Héberger n’est pas loger ! Notre canard l’avait déjà affirmé en réaction à cette politique du thermomètre4 qui, en enrayant les morts dans la rue, a rendu invisible médiatiquement les personnes qui continuent de mourir DE la rue. Pendant ce temps, des travailleur.euses sociaux mis.es sous pression sont sans cesse confronté.es à l’urgence. Pris.es d’assaut par les contraintes économiques, ils et elles peinent à développer de réels projets de lutte contre l’exclusion pour les plus fragiles qui stagnent ou s’enfoncent.
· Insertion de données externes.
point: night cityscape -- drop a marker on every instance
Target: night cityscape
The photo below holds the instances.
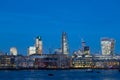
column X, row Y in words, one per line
column 59, row 39
column 61, row 58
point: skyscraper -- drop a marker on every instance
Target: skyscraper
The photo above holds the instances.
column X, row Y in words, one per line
column 13, row 51
column 65, row 48
column 107, row 45
column 31, row 50
column 38, row 45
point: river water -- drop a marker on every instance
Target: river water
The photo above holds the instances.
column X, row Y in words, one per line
column 60, row 75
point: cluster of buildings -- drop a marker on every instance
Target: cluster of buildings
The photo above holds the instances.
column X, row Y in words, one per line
column 80, row 59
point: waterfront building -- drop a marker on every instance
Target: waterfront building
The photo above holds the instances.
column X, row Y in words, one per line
column 31, row 50
column 107, row 45
column 65, row 48
column 13, row 51
column 86, row 50
column 38, row 45
column 58, row 51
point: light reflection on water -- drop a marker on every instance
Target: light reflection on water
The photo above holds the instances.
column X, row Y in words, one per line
column 60, row 75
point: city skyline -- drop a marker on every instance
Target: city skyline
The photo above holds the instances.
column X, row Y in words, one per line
column 21, row 21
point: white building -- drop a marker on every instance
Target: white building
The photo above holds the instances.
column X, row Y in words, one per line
column 38, row 45
column 13, row 51
column 65, row 48
column 31, row 50
column 107, row 46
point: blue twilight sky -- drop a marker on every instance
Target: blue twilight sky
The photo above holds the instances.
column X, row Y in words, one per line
column 22, row 20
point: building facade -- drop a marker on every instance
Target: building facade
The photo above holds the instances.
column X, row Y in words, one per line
column 107, row 45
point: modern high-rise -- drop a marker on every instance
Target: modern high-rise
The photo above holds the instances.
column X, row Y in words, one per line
column 38, row 45
column 65, row 48
column 31, row 50
column 13, row 51
column 107, row 45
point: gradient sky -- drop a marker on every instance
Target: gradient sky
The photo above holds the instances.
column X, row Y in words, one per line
column 22, row 20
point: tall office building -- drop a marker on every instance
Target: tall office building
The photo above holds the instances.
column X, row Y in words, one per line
column 13, row 51
column 31, row 50
column 83, row 45
column 65, row 48
column 38, row 45
column 86, row 50
column 107, row 46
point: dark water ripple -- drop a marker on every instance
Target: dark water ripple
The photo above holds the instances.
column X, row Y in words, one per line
column 60, row 75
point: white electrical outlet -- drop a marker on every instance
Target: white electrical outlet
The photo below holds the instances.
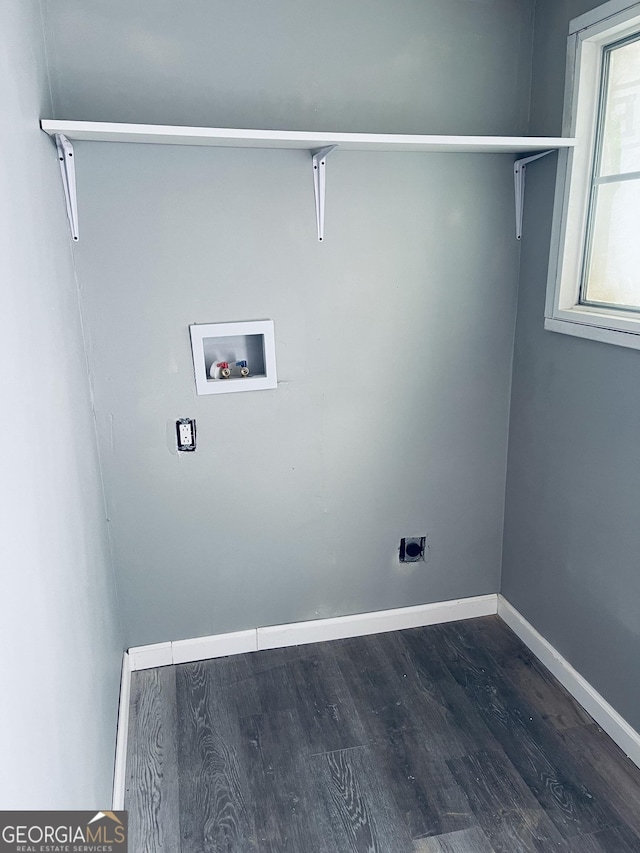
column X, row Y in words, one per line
column 186, row 434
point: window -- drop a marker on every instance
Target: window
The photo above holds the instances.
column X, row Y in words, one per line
column 594, row 273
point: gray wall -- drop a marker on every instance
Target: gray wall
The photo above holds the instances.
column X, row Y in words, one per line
column 572, row 531
column 394, row 337
column 363, row 65
column 60, row 638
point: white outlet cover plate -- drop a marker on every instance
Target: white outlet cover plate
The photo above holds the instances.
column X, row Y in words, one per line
column 205, row 385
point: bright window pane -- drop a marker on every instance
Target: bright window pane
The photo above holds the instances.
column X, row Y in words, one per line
column 621, row 139
column 613, row 273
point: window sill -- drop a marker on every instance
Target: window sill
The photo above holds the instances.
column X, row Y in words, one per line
column 593, row 333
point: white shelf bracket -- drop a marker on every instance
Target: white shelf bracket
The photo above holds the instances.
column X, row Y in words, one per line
column 319, row 158
column 68, row 170
column 519, row 174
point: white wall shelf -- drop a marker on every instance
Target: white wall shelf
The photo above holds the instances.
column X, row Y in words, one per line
column 318, row 143
column 100, row 131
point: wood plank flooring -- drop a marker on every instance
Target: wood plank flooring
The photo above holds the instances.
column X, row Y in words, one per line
column 446, row 739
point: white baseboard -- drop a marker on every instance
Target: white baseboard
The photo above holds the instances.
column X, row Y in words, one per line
column 360, row 624
column 216, row 646
column 318, row 630
column 148, row 657
column 627, row 738
column 122, row 734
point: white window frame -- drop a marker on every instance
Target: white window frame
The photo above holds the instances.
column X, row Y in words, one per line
column 588, row 36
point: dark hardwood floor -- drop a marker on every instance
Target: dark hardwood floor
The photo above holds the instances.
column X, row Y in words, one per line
column 447, row 739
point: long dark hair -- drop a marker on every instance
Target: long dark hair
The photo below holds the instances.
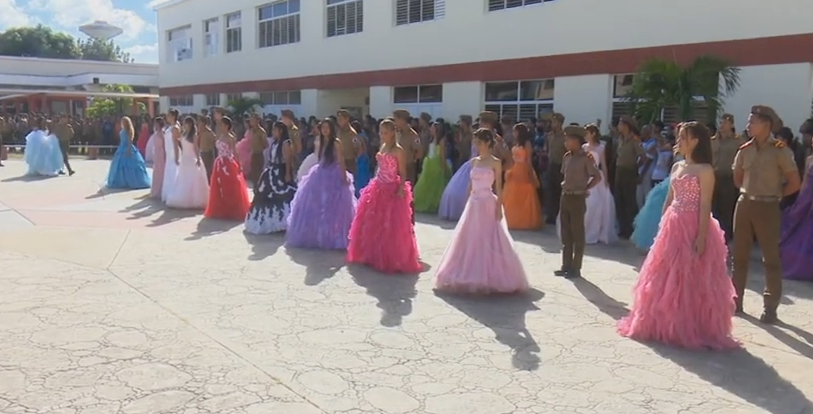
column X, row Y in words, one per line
column 284, row 136
column 701, row 154
column 328, row 142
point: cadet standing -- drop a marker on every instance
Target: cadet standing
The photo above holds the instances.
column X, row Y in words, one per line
column 555, row 146
column 760, row 167
column 724, row 146
column 579, row 175
column 64, row 132
column 629, row 155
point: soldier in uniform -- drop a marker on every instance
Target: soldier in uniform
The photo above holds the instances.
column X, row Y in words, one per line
column 724, row 146
column 64, row 132
column 761, row 165
column 555, row 148
column 579, row 175
column 349, row 140
column 629, row 158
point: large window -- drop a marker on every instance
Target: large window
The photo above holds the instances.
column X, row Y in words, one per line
column 521, row 100
column 417, row 94
column 417, row 11
column 278, row 23
column 494, row 5
column 185, row 100
column 344, row 17
column 179, row 44
column 234, row 33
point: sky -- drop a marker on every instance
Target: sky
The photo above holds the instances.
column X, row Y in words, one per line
column 135, row 17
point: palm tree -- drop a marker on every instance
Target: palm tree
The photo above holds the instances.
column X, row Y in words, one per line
column 660, row 84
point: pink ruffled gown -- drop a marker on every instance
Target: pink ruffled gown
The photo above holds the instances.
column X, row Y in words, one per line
column 480, row 258
column 384, row 215
column 683, row 298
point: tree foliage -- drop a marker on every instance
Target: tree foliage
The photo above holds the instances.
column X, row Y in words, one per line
column 660, row 84
column 43, row 42
column 100, row 107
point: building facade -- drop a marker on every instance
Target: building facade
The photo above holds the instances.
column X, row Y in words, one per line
column 452, row 57
column 65, row 86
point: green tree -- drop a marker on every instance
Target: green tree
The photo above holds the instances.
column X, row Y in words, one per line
column 100, row 107
column 660, row 84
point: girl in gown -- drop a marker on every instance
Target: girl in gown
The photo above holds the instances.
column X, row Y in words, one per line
column 796, row 242
column 191, row 187
column 228, row 194
column 276, row 188
column 324, row 206
column 480, row 258
column 384, row 214
column 128, row 169
column 172, row 139
column 159, row 158
column 520, row 200
column 684, row 296
column 435, row 173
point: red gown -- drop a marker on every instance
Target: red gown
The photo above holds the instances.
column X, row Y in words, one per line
column 228, row 193
column 383, row 215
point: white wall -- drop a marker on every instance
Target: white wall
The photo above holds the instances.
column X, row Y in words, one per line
column 458, row 38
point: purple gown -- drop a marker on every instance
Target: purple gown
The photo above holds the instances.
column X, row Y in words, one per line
column 796, row 242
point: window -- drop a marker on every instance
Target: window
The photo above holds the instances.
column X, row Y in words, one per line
column 520, row 100
column 416, row 11
column 494, row 5
column 213, row 99
column 344, row 17
column 234, row 33
column 185, row 100
column 211, row 29
column 417, row 94
column 281, row 98
column 278, row 23
column 179, row 44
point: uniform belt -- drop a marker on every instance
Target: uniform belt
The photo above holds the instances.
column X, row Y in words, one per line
column 761, row 199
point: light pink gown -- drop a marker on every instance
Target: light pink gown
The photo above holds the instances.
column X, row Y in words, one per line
column 158, row 165
column 480, row 258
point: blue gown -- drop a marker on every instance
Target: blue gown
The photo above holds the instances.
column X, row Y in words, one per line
column 128, row 170
column 648, row 219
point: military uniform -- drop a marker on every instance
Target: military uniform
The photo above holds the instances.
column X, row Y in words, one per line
column 555, row 143
column 628, row 152
column 578, row 171
column 724, row 147
column 757, row 214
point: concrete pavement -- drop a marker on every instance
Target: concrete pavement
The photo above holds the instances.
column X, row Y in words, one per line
column 110, row 304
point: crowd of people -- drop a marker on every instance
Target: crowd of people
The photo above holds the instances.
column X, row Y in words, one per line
column 684, row 193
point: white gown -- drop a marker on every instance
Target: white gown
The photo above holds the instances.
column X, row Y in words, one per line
column 191, row 187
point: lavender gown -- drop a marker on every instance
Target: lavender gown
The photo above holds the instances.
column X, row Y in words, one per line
column 796, row 242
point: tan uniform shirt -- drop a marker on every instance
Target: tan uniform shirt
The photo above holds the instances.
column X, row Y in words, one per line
column 628, row 152
column 556, row 147
column 764, row 167
column 578, row 168
column 723, row 149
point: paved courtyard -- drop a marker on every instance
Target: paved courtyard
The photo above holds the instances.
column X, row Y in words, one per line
column 110, row 304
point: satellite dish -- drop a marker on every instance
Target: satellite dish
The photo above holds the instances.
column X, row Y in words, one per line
column 101, row 30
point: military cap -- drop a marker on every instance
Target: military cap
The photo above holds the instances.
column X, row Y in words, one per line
column 768, row 112
column 401, row 114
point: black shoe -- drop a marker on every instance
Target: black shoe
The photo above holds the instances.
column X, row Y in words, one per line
column 768, row 317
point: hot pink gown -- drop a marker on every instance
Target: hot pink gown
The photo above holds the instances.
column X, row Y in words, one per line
column 382, row 235
column 683, row 298
column 480, row 258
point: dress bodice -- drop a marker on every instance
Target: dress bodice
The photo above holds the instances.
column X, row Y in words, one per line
column 482, row 179
column 686, row 189
column 387, row 168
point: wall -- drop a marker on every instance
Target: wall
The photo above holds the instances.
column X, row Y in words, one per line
column 456, row 39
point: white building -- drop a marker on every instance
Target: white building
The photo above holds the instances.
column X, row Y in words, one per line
column 64, row 86
column 452, row 57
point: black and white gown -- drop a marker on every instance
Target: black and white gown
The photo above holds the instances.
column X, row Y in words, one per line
column 272, row 197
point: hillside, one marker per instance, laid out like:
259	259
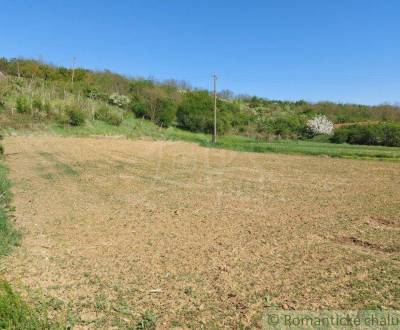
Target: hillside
34	95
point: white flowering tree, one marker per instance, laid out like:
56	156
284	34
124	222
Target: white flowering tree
320	125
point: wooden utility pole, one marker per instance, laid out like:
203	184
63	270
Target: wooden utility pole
215	109
73	70
19	74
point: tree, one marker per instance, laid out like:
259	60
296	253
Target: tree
320	125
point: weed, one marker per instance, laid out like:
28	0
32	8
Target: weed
147	321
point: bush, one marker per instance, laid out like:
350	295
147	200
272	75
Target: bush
320	125
37	104
166	114
76	115
196	113
384	134
23	105
138	107
108	115
118	100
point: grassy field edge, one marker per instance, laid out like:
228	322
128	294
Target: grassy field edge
15	313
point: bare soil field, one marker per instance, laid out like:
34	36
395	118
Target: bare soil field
199	237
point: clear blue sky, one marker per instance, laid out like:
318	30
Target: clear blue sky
338	50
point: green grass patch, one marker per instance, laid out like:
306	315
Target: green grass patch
16	314
134	128
9	236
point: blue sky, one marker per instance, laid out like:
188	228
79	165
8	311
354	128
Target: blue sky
337	50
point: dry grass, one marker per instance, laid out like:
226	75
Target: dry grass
123	232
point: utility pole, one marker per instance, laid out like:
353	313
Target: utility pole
215	109
19	74
73	69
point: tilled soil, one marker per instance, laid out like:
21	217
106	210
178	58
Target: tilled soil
199	237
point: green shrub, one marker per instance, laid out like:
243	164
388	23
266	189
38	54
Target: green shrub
196	113
61	118
23	105
384	134
16	314
37	104
108	115
166	114
76	115
138	107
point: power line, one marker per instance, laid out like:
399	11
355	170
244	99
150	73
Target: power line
214	140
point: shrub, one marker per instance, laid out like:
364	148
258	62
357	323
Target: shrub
118	100
385	134
196	113
37	104
320	125
61	118
23	105
108	115
138	107
166	113
76	115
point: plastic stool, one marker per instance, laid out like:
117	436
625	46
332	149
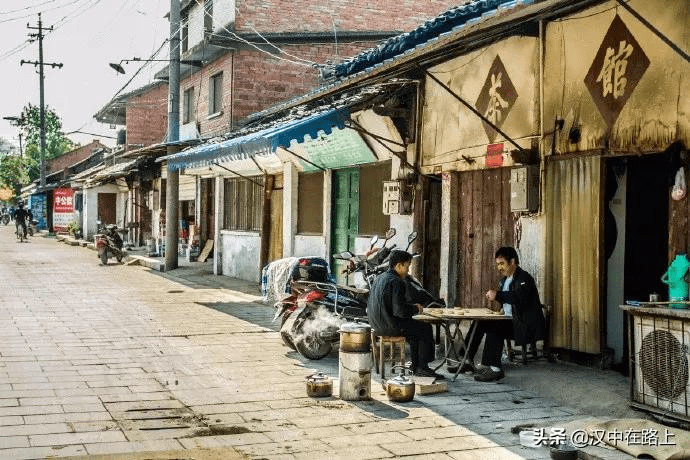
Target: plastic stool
378	349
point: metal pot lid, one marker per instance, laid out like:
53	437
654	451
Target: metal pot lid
401	380
357	328
318	377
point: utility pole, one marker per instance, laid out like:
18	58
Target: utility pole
39	36
172	184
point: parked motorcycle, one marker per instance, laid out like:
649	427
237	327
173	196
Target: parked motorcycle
109	243
32	226
314	313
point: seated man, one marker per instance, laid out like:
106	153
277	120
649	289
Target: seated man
520	300
391	314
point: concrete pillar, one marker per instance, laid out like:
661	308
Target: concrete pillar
290	184
327	208
219	204
449	237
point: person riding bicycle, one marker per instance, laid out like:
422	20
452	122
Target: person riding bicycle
20	216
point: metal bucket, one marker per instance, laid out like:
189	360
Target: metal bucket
354	371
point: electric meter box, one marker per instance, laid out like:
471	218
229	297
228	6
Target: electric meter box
391	197
524	188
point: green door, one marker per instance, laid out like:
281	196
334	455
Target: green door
345	216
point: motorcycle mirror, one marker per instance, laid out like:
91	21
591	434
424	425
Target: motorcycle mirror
345	255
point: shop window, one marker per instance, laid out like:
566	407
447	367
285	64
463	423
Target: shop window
372	220
215	94
310	204
188	105
208	16
243	203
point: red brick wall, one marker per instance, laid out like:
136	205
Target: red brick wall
72	157
261	80
308	15
147	117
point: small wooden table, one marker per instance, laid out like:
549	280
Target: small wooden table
447	317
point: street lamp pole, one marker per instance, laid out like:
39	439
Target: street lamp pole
172	188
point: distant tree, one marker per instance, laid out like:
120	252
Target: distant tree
56	142
6	146
12	172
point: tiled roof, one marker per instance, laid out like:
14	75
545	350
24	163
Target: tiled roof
452	19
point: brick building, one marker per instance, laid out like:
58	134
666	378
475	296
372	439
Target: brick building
73	156
256	54
143	112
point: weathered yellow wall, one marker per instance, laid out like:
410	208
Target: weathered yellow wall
657	111
450	130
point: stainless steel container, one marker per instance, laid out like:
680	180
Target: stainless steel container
354	372
355	337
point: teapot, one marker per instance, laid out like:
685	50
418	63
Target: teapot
401	387
319	385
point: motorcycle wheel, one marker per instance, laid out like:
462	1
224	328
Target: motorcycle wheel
312	345
285	331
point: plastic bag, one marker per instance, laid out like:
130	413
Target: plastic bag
679	187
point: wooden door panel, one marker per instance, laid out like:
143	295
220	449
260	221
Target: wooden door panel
485	224
107	211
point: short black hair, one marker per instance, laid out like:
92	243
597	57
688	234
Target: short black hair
508	253
398	256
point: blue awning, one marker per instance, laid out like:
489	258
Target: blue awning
264	142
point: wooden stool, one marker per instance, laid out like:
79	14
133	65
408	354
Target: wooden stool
378	350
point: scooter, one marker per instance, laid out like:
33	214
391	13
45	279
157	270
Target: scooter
109	243
312	314
321	308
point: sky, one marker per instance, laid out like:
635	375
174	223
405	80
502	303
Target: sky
87	35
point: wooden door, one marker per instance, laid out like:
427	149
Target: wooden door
107	211
275	246
345	220
432	238
486	224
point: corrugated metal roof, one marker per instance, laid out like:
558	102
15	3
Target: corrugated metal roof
452	19
263	142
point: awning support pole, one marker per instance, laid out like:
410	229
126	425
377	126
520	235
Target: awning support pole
238	174
302	158
473	110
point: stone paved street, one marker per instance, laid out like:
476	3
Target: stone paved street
118	359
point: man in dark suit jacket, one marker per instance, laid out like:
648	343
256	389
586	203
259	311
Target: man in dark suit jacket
519	298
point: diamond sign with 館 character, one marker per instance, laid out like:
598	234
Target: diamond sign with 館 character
616	70
496	98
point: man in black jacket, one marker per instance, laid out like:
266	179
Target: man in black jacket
390	313
519	298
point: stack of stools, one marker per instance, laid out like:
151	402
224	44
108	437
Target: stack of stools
396	345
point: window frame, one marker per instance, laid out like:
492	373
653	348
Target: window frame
243	204
208	16
310	198
188	115
215	100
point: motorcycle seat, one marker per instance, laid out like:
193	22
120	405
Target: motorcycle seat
355	293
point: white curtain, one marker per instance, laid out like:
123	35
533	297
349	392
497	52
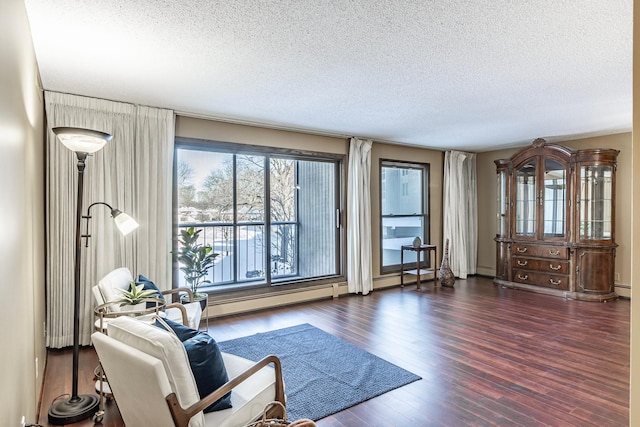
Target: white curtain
119	175
460	211
359	266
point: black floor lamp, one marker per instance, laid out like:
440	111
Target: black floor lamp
83	142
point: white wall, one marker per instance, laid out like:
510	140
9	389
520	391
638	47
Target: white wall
21	219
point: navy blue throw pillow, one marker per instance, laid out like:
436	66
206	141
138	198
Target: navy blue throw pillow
148	284
206	362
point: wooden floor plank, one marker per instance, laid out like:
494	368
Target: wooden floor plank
488	356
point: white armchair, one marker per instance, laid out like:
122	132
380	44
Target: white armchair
106	291
153	385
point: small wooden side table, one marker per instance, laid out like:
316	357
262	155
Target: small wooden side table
419	270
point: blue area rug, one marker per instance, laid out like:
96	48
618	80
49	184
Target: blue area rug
323	374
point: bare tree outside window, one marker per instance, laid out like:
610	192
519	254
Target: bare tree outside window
233	197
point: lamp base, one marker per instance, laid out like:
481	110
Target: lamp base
73	409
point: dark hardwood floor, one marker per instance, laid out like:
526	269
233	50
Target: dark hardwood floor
488	356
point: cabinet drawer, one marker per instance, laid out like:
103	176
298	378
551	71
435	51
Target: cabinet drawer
555	281
541	251
549	266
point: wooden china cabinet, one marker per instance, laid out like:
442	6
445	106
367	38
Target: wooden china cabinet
556	221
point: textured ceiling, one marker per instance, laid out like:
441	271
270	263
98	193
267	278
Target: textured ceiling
460	74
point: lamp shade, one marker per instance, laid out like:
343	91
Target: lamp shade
124	222
82	140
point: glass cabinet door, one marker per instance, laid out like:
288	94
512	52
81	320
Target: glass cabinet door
554	199
526	197
501	204
596	202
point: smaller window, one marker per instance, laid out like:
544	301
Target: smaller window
403	208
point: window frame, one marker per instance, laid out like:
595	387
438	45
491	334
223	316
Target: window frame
425	203
248	287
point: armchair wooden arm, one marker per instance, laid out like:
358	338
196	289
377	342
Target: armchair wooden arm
181	416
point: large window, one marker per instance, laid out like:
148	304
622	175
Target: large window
404	210
271	216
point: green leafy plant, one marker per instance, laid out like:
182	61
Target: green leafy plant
195	259
135	295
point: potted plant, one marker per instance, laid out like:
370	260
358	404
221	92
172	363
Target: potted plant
195	260
135	296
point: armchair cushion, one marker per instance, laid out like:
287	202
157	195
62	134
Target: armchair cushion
149	285
166	347
120	278
206	362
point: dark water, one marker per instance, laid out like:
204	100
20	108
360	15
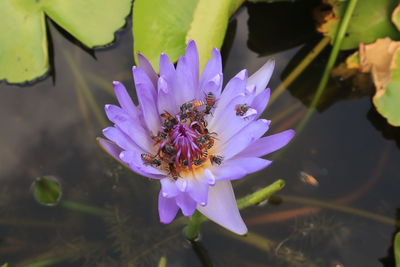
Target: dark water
50	128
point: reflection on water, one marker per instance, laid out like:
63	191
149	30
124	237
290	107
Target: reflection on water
108	215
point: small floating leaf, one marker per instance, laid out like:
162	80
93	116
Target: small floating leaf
396	17
23	42
397	249
370	21
173	23
47	190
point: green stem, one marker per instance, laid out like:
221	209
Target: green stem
193	227
260	195
299	69
331	62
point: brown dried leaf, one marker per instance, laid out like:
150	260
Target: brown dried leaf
377	59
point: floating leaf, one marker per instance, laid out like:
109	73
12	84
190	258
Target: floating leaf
173	23
47	190
370	21
23	42
397	249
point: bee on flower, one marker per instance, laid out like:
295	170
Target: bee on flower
193	136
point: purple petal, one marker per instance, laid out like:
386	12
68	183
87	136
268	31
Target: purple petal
213	86
181	184
110	148
235	87
186	203
167	208
168	188
213	68
260	101
121	139
249	165
261	77
198	190
185	88
165	97
268	144
130	127
229	172
147	99
192	60
146	66
209	176
244	138
222	208
125	100
227	124
134	161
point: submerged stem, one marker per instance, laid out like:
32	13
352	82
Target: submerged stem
193	227
260	195
331	62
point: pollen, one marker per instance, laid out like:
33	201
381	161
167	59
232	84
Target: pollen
183	141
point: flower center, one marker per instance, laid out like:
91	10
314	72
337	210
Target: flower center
184	141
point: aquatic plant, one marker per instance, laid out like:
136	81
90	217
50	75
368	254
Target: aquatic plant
191	136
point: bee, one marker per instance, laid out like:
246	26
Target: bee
150	160
169	121
159	137
210	143
172	171
167	149
216	159
192	105
308	179
199	127
166	115
210	102
198	161
241	109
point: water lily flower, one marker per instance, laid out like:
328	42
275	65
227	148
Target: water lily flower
193	136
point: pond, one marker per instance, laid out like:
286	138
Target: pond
338	208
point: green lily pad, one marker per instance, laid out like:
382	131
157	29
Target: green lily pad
23	42
397	249
173	23
370	20
47	190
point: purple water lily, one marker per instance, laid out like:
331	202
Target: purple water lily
192	136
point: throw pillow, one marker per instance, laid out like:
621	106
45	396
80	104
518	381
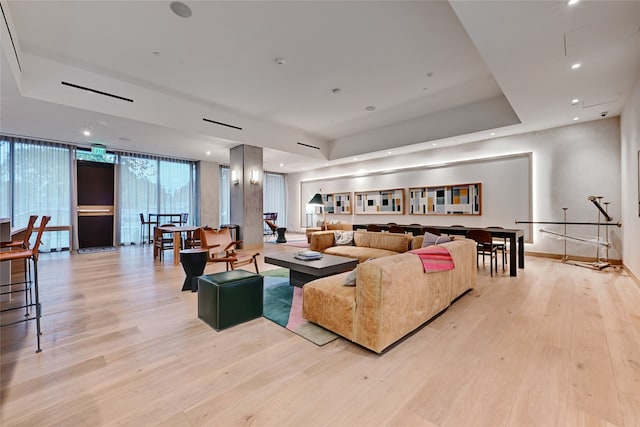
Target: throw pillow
343	238
432	239
350	278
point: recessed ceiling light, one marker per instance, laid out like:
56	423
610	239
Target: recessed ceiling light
180	9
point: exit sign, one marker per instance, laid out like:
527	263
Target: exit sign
98	149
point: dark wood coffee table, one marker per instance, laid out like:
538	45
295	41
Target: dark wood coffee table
301	272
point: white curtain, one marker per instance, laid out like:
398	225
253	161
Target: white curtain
38	183
225	196
274	195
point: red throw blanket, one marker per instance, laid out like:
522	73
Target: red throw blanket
435	258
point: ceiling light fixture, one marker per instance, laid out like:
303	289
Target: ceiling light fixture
180	9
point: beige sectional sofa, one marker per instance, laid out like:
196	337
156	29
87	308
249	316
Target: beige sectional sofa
392	296
366	244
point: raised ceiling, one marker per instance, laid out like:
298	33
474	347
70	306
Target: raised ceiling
445	72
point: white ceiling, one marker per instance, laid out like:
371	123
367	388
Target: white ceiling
437	72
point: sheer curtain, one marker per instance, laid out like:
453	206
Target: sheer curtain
5	179
225	196
39	183
274	195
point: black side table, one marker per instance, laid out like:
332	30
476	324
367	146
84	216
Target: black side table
193	262
281	238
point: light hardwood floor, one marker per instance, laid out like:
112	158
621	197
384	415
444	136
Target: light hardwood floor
557	346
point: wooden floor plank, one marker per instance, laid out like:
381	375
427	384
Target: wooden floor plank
558	345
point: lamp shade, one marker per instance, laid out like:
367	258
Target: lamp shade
316	200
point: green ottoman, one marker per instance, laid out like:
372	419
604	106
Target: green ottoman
229	298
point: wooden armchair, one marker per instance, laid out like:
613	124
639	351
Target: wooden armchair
223	249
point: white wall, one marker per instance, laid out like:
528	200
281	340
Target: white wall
568	164
630	146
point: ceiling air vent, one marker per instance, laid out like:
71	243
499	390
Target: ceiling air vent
99	92
307	145
222	124
15	52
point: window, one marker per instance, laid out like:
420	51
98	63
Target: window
154	185
225	195
36	181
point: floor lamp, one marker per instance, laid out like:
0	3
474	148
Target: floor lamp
317	201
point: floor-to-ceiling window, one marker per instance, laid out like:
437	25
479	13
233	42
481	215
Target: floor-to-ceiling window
150	184
225	196
36	181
Les ponts vers le relogement sont brisés.
 
Le développement de modèles alternatifs d’insertion nécessite de dépasser l’écueil du mercure. « Qu’il fasse 40 degrés ou moins 5, la problématique est la même ! » : rappelle un bénévole du collectif des SDF. En août 2011, trois personnes sans-abri sont virées d’un centre d’hébergement et de réinsertion sociale (CHRS). Elles décident alors de monter ce collectif après avoir réussi à convaincre un propriétaire de reloger l’une d’entre elles qui disposait de ressources. En s’appuyant sur le parc locatif privé, elles vont chercher à appliquer la même formule à d’autres sans-logis. Ce relogement direct, sans passage par l’hébergement, permet de trouver des solutions rapidement à des personnes qui n’ont pas un long parcours de rue et sont en capacité de tenir un logement. « L’expérience me fait croire que quelqu’un qui est à la rue depuis moins de six mois peut être relogé en deux heures », nous dit Gilbert Pinteau. La mise en œuvre de cette approche est facilitée par le fonds de solidarité pour le logement (FSL) qui, sur une période de 18 mois, prend en charge le premier mois de loyer, l’assurance habitation, la caution et les dettes de loyer charges comprises. Une fois dans le logement, les personnes bénéficient du suivi de travailleur.euses sociaux ou « d'experts du vécu » ayant eux-mêmes un parcours de rue5.
 
Si la méthode a des limites, elle permet de sortir d’un circuit classique saturé et mal piloté par des gestionnaires trop dépendants des financeurs publics pour revendiquer la création de places. Pas question pour autant de faire l'éloge de la démerde. Ces initiatives nées des défaillances de la préfecture et de la DDCS ne font que rendre plus visible la démission des pouvoirs publics. Les plus fragiles devaient déjà faire face à la rue, ils et elles sont maintenant contraint.es à devenir les petits entrepreneur.ses de leur propre relogement. Le jour de l’interview à la CMAO, le 25 novembre à 15 h, ce sont 457 personnes qui s’apprêtaient à passer la nuit dehors.
 
Roy, Léon
 
1. La CMAO est une coordination d’associations œuvrant à la lutte contre l’exclusion, créée en 1996.
2. Les demandeur.euses de places d’hébergement doivent renouveler leurs demandes téléphoniques une fois par mois. S’ils ne le font pas, ils sortent de la file active.
3. Voir Jérôme Rybinski, « Le projet associatif dans le bain gestionnaire », Lien social, 7 juillet 2016.
4. Voir « Samu Social. La politique du thermomètre », La Brique, n°31, mars/avril 2012.